- Born: July 24, 1979 (age 46) Atlanta, Georgia
- Known for: Sculpture, Performance Art, Inflatables, Installation Art, Site-specific art
- Website: jimmykuehnle.com

= Jimmy Kuehnle =

American contemporary artist (born 1979)

James Edward Kuehnle (born July 24, 1979) is an American contemporary artist who lives and works in Cleveland, Ohio.

== Early life ==
Born in Atlanta, Georgia, in 1979, Kuehnle received a Bachelor of Fine Arts in sculpture from Truman State University in 2001, and a MFA in sculpture from the University of Texas at San Antonio in 2006.

== Career ==
Kuehnle is known for interactive inflatables, site-specific installations and public performances. He researched public art and sculpture as a Fulbright Graduate Research Fellow in Japan. He taught at the University of Texas at San Antonio, University of Alabama in Huntsville. Kuehnle is an assistant professor at the Cleveland Institute of Art.

His work has featured public performance art treks through rural and urban cities in the United States including Chicago, Illinois; Detroit, Michigan; Austin, Texas; Houston, Texas; St. Louis, Missouri; Cincinnati, Ohio; Cleveland, Ohio; San Antonio, Texas; Dallas, Texas; Pittsburg, Kansas and New York state, as well as performances in Japan, Italy and Finland.

In 2009 he worked as an artist in residence at the open air museum Ateljé Stundars in Vaasa, Finland. He worked in the studio as a resident artist at Sculpture Space in Utica, New York in 2010 as well as at Albion College in Albion, Michigan. In 2010, he exhibited in a survey of international artists in residence at the Fondazione Arnaldo Pomodoro in Milan. In 2013 he worked as a SWAP resident at SPACES in Cleveland, Ohio.

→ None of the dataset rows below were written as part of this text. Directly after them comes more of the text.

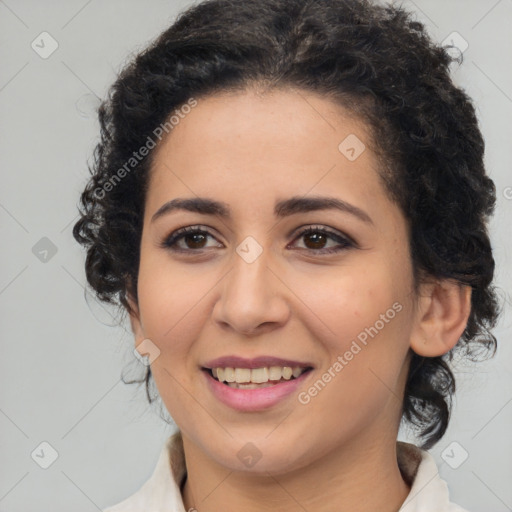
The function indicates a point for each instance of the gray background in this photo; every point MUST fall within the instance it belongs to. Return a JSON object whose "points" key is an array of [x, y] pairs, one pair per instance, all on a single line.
{"points": [[62, 356]]}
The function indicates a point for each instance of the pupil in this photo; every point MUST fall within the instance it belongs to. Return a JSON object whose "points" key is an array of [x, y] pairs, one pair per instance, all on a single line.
{"points": [[199, 235], [318, 241]]}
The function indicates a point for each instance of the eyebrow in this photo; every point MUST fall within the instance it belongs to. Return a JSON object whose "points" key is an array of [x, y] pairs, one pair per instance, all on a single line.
{"points": [[283, 208]]}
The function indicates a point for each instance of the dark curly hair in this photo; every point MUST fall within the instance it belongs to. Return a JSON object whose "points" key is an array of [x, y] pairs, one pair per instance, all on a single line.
{"points": [[378, 63]]}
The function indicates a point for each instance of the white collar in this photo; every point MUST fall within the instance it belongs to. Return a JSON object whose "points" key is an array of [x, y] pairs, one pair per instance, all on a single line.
{"points": [[161, 493]]}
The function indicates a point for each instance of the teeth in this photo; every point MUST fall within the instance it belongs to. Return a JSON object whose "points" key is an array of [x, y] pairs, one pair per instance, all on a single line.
{"points": [[242, 375], [256, 375]]}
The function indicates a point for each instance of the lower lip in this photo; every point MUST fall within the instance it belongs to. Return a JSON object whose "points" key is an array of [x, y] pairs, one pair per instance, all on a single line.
{"points": [[258, 399]]}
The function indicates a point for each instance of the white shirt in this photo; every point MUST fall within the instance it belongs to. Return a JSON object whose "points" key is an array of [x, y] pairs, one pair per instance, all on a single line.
{"points": [[161, 493]]}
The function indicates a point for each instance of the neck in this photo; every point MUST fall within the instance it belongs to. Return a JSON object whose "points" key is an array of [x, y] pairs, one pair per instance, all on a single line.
{"points": [[351, 479]]}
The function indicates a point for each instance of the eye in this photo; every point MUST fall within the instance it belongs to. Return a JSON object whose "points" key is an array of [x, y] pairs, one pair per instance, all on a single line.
{"points": [[193, 236], [316, 238]]}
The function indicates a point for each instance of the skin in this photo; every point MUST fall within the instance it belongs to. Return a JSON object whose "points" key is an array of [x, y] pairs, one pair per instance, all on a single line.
{"points": [[338, 452]]}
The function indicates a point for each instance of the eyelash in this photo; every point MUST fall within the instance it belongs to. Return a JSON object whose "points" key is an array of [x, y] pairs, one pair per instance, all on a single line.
{"points": [[345, 242]]}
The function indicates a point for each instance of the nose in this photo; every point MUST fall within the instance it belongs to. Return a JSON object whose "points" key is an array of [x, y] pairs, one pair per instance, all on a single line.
{"points": [[253, 300]]}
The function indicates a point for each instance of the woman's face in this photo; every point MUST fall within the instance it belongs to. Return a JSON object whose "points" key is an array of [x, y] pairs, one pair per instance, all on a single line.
{"points": [[338, 299]]}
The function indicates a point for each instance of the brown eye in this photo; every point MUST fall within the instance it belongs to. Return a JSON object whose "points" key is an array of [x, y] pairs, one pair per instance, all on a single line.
{"points": [[316, 239], [187, 239]]}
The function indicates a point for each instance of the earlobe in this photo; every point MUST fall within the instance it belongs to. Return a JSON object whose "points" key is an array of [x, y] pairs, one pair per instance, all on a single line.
{"points": [[442, 315]]}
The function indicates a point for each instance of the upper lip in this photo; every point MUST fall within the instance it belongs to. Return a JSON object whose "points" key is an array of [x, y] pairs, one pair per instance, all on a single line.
{"points": [[256, 362]]}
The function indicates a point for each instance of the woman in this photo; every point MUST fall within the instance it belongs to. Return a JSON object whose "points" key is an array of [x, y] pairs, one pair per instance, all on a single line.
{"points": [[289, 200]]}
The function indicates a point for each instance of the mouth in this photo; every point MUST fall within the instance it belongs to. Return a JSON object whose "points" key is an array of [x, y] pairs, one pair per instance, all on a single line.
{"points": [[256, 378]]}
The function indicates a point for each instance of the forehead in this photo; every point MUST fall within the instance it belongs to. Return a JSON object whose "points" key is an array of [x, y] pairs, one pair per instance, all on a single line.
{"points": [[251, 150]]}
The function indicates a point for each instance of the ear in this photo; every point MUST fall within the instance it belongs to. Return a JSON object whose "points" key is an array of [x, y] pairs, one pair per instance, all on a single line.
{"points": [[442, 314], [135, 321]]}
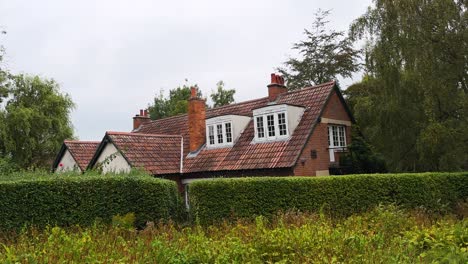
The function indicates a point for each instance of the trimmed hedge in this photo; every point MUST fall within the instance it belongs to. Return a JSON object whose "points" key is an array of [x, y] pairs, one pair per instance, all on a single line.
{"points": [[81, 200], [214, 200]]}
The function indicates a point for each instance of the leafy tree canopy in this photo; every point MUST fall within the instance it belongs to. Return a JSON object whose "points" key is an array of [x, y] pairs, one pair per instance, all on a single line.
{"points": [[34, 121], [324, 55], [413, 101], [222, 96]]}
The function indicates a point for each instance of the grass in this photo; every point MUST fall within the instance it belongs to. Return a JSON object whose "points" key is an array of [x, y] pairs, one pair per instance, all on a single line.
{"points": [[383, 235]]}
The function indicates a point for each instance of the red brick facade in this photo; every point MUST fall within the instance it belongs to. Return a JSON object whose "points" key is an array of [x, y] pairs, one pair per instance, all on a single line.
{"points": [[318, 141], [276, 87], [196, 119]]}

In 2014 Kuehnle was one of 102 artists included in the national survey exhibition State of the Art: Discovering American Art Now at the Crystal Bridges Museum of American Art. In 2016 he exhibited his first solo museum show Jimmy Kuehnle: Tongue in Cheek at the Hudson River Museum that included inflatable suits and site-specific illuminated inflatable sculptures. In 2016 he had a solo exhibition at the Akron Art Museum titled Wiggle, Giggle, Jiggle.

== Awards ==
In 2015, he received a Creative Workforce Fellowship from the Community Partnership for Arts and Culture.